With Melfi’s help, Tony begins to realise that the two unhappy families are not so very different. He also finds that it is awfully hard to tell good from evil. In the best episodes, the two strands of Tony’s life are intricately intertwined, as when he takes his daughter to visit colleges in Maine at the same time as he tracks down and eventually strangles an informant. He craves legitimacy for his family but also revenge. Tony and his slick-haired, track-suited, potty-mouthed minions can be courteous one moment and criminal the next, fatherly and godfatherly, banal and barbarous. When the charming girlfriend of Tony’s nephew and appointed successor, Christopher, is pressured into collaborating with the FBI, she is unceremoniously killed.

It is hard now to remember just how radical “The Sopranos” was: not just a new take on a mob story, but a new take on television altogether.
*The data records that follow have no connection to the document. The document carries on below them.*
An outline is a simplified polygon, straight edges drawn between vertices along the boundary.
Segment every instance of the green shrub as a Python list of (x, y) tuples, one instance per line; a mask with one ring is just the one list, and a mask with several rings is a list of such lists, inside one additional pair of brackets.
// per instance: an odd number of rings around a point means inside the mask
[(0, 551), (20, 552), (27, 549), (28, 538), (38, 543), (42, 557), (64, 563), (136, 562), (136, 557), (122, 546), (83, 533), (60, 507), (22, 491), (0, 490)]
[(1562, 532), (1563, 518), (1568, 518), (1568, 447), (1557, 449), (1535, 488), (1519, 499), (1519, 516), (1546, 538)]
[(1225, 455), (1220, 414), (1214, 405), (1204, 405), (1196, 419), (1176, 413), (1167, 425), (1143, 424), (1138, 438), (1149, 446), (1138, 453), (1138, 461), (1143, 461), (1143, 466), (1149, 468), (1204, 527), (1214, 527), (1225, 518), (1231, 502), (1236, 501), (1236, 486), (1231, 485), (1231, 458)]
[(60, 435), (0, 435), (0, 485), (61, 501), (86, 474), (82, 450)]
With a few notable exceptions, such as David Lynch’s “Twin Peaks”, in the Nineties American tv meant tame fare like “Friends”, “Frasier” and “er”—gossipy sitcoms and melodramas whose social concerns were real but as small as the screens they animated. “The Sopranos” was ambitious and ambiguous, most notably when, in one of the most controversial finales in the history of tv, the show cuts to black just as the Soprano family sits down for what could be its last supper. It adopted the vernacular of prestige cinema (and wore that influence heavily, as characters quoted from “The Godfather” and other classics).
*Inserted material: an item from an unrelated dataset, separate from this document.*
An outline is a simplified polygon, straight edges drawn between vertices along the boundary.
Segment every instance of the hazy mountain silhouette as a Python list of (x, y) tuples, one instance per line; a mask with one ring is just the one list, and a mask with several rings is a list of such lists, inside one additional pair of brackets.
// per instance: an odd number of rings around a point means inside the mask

At its heart the show is concerned with social change, an enduring theme. During the pandemic, a new generation of viewers discovered “The Sopranos”: hbo reported that total streaming hours tripled. The most interesting part of this renaissance is the popularity of the show among left-leaning young people, who see it as a critique of American capitalism. The mob, and mob movies, thrived when unions were strong, when gambling was more highly regulated and when cities were filled with small businesses rather than chains. “Lately, I’m getting the feeling that I came in at the end. The best is over,” Tony says in the first episode. “I think about my father: he never reached the heights like me, but in a lot of ways he had it better.” How many Americans, particularly young ones, would say the same thing now?